Scheduled Downtime
On Tuesday 24 October 2023 @ 5pm MT the forums will be in read only mode in preparation for the downtime. On Wednesday 25 October 2023 @ 5am MT, this website will be down for maintenance and expected to return online later in the morning.
Normal Operations
The forums are back online with normal operations. If you notice any issues or errors related to the forums, please reach out to help@ucar.edu

Model Slowdown

Hi CESM2 Users/Developers,

I am encountering slow downs of model performance.

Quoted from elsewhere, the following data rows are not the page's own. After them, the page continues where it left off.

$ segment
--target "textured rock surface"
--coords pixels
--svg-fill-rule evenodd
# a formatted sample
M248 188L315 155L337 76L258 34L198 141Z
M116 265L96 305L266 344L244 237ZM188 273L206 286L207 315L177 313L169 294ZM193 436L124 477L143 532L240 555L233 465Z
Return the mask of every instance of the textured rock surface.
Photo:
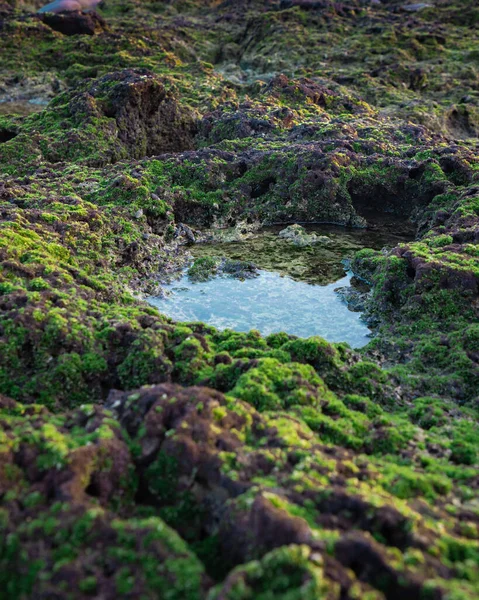
M477 598L477 3L38 7L0 7L0 595ZM206 227L317 221L416 230L352 259L361 353L138 297Z

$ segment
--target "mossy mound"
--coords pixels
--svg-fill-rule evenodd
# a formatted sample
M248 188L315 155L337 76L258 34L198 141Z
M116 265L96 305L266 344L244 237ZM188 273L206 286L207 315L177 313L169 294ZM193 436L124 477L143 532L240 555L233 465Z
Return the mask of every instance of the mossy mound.
M0 596L477 598L477 18L0 7ZM141 299L182 234L317 221L416 230L351 263L361 353Z

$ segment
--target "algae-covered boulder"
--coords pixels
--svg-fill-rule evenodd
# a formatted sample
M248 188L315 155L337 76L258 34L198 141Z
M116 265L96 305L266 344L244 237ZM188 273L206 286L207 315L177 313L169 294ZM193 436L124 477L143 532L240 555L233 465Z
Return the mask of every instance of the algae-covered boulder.
M316 233L308 233L304 227L298 225L289 225L279 232L279 237L288 240L295 246L313 246L316 244L327 245L331 244L331 240L326 235L317 235Z

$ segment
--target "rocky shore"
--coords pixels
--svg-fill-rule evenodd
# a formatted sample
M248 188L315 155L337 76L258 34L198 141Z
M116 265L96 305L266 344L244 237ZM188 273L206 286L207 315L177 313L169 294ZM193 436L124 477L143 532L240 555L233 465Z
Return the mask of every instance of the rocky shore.
M0 597L477 598L477 3L40 6L0 2ZM415 230L351 261L361 352L142 300L318 222Z

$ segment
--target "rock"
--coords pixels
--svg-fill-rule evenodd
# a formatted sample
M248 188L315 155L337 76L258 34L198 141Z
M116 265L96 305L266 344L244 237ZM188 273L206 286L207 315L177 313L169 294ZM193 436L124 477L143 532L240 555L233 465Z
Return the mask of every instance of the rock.
M38 10L38 13L63 13L75 11L89 11L99 4L101 0L54 0Z
M418 2L416 4L403 4L401 8L406 12L419 12L425 8L433 8L433 5L426 2Z
M288 240L295 246L314 246L316 244L331 244L331 240L325 235L307 233L301 225L289 225L279 232L279 237Z
M251 262L219 258L217 256L197 258L188 269L188 277L192 281L208 281L220 276L251 279L258 275L258 268Z
M334 291L353 312L363 312L370 298L369 292L360 292L352 286L336 288Z
M43 11L41 20L64 35L94 35L106 31L106 22L96 12Z

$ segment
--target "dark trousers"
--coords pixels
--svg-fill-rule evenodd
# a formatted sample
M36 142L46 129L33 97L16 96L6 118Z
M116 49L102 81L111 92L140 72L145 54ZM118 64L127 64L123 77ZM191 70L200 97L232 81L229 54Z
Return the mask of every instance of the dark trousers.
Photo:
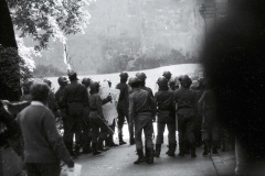
M118 108L118 135L123 136L123 128L124 128L124 122L125 122L125 118L127 120L127 123L129 123L129 114L128 114L128 110L124 109L124 108ZM134 139L134 120L132 120L132 124L128 125L128 130L129 130L129 138Z
M83 150L88 150L91 147L91 141L92 141L92 127L91 127L91 120L89 120L89 109L84 108L84 117L83 117L83 123L82 123L82 147Z
M162 144L163 143L163 132L165 127L168 127L168 139L169 143L176 143L176 121L172 117L158 117L158 123L157 123L157 141L156 144Z
M145 141L147 147L152 147L152 118L151 116L141 116L138 114L134 119L135 121L135 141L136 141L136 148L142 150L142 140L141 140L141 132L144 130L145 133Z
M82 144L82 117L68 117L66 119L66 133L64 135L65 142L68 144L73 144L73 138L75 134L75 143L76 145Z
M92 143L97 143L98 138L106 140L107 127L105 127L105 124L103 124L103 122L98 118L96 111L91 112L89 120L91 120L91 125L92 125Z
M60 163L25 163L28 176L60 176Z
M186 136L191 146L195 144L195 136L194 136L194 119L195 117L187 117L183 114L178 116L178 125L179 125L179 145L180 152L184 150L184 140Z

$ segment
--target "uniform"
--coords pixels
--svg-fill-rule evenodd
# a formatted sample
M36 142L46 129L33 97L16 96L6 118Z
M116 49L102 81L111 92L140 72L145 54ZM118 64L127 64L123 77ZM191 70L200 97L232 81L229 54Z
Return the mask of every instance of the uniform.
M66 105L66 147L72 153L73 135L75 133L75 152L78 155L82 144L82 123L84 116L84 107L88 106L88 95L85 86L77 82L77 80L71 81L65 87L63 92L62 102Z
M193 90L181 86L176 90L174 100L178 106L178 129L179 129L179 146L180 156L184 155L184 138L188 136L191 156L195 157L195 136L194 136L194 121L197 113L197 96Z
M158 107L158 122L157 122L157 141L156 141L156 156L159 157L161 144L163 143L163 131L167 124L168 139L169 139L169 152L170 156L174 155L176 150L176 119L174 119L174 100L173 91L171 90L159 90L155 95L155 100Z
M152 148L152 117L156 113L156 103L151 98L148 91L141 90L139 87L134 88L134 91L129 95L129 120L134 119L135 122L135 138L136 138L136 148L140 162L135 162L135 164L139 164L142 162L142 141L141 141L141 132L144 130L145 139L146 139L146 155L147 163L153 163L153 148ZM139 161L138 158L138 161Z
M123 140L123 127L125 122L125 118L128 122L128 108L129 108L129 88L126 82L119 82L116 86L116 89L120 90L119 100L117 105L117 111L118 111L118 138L119 143L124 144ZM134 139L134 128L132 125L129 125L129 134L130 134L130 141Z

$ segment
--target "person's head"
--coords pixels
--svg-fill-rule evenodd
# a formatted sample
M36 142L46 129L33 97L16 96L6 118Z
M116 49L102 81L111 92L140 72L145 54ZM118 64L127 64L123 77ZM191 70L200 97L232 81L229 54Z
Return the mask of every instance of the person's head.
M50 88L52 87L52 81L49 79L43 79L43 82L46 84Z
M77 78L77 74L76 74L74 70L71 70L71 72L68 73L68 79L70 79L70 81L80 80L80 79Z
M65 76L61 76L61 77L59 77L57 82L61 87L64 87L68 84L68 80Z
M29 95L30 94L30 87L33 84L31 80L25 80L22 85L23 88L23 95Z
M128 85L131 88L138 88L140 86L140 79L138 77L130 77Z
M179 86L180 86L180 82L179 82L178 77L171 77L169 80L169 87L171 88L171 90L178 89Z
M99 82L98 81L92 81L91 85L91 95L98 94L99 92Z
M127 73L120 73L120 82L126 82L128 80L129 75Z
M33 101L46 102L50 88L45 82L34 82L30 88Z
M166 77L159 77L157 84L160 90L168 90L168 79Z
M136 77L140 80L140 86L145 86L146 85L146 74L145 73L137 73Z
M169 70L165 70L162 76L165 76L169 80L171 78L171 75L172 74Z
M83 78L82 79L82 85L84 85L86 88L89 87L91 82L92 82L91 78Z
M183 88L190 88L190 86L192 84L192 81L188 75L180 76L179 81L180 81L181 87L183 87Z

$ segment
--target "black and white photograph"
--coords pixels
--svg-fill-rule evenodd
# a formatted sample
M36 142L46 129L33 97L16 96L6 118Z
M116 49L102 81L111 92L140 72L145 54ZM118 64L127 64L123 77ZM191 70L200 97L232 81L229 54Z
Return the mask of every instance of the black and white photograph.
M0 176L265 176L264 0L0 0Z

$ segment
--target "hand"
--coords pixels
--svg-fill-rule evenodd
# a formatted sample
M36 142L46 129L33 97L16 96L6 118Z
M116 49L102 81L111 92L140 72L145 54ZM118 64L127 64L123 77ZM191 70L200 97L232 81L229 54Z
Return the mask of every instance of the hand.
M108 95L107 99L108 99L108 101L112 101L113 100L112 95Z

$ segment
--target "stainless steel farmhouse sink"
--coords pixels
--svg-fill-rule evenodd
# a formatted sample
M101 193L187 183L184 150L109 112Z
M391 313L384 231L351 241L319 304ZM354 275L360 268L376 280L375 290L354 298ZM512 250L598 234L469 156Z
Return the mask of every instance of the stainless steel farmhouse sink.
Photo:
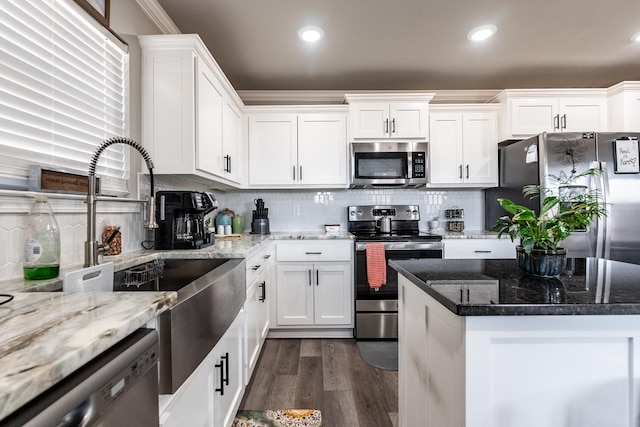
M148 269L155 267L149 263L117 272L113 287L116 292L178 293L176 305L157 319L160 393L172 394L209 354L240 312L246 299L245 260L165 259L157 279L146 283L136 280L135 276L144 280Z
M224 335L246 299L244 259L165 259L116 272L114 291L176 291L178 302L158 316L160 393L172 394ZM138 280L139 279L139 280ZM126 284L128 283L128 285Z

I think they are related to MARBL I am running fully coupled ~1x1 simulations with 40 nodes, 36 cores (Piz Daint CSCS Lugano). Regardless of output frequency (sub-daily or monthly), I'll encounter an issue where the simulation will suddenly slow down. Typically, I get about 10-15 minutes of wall clock time per model month. When the slowdown occurs it'll be 60-70 min of wall clock time per model month.

I've tried perturbing ocean TS at 1.e-14 and adjusting dt_count = up to 40.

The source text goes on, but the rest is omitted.